Why would a “sales partner” have access to this data? Sounds like they just gave them full access!
Jason Murdock reports:
A Swiss mobile phone operator has admitted its data systems were breached late last year and the contact details of about 800,000 customers were compromised.
Swisscom said on Wednesday (7 February) that the names, addresses, telephone numbers and dates of birth of customers were accessed by an unknown party, which got the data through a sales partner of Swisscom. The company was not named.
Read more on IBT Times.
[From the Article:
"Although the misappropriated personal data is classified as non-sensitive under data protection legislation, investigating the incident is a top priority for Swisscom," the notice continued. "The relevant partner company access was blocked immediately."
A number of changes have been made to "better protect access to such non-sensitive personal data by third-party companies," the company added.
The firm said changes included the introduction of two-factor authentication on sales partners' accounts and cutting back the ability to run high-volume queries.
It said any unusual activity on third-party accounts would now trigger an alarm and block access.

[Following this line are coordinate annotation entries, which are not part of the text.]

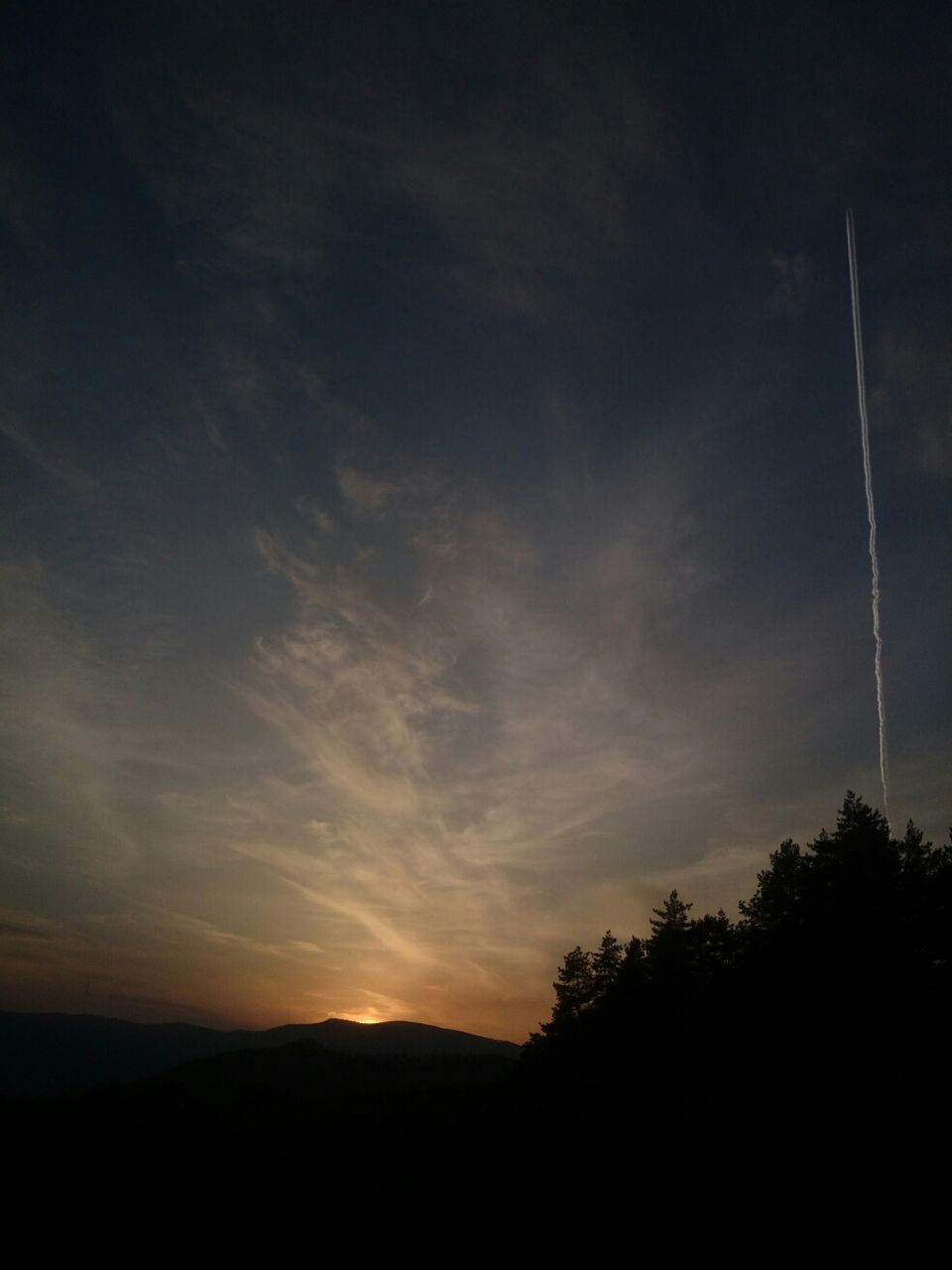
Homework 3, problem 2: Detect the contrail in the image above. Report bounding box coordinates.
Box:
[847,208,890,821]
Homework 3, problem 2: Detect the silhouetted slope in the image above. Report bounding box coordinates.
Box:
[0,1012,520,1094]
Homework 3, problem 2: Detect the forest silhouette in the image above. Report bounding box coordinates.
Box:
[0,793,952,1210]
[523,791,952,1158]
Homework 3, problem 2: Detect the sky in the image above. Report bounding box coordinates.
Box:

For my Computer Security students to consider. No new kinds of security, only failure to implement the old ones.
Surviving Your Digital Transformation
2018 is lining up to be the year of Digital Transformation. Just about every organization looking to remain viable in the growing digital marketplace has some sort of digital transformation in progress or one in the planning stages for this year. These projects range from implementing basic applications to better interact with online consumers, to converging OT and IT networks, or even pushing their entire infrastructure to the cloud.
But digital transformation without an equivalent security transformation is leaving organizations more vulnerable than ever.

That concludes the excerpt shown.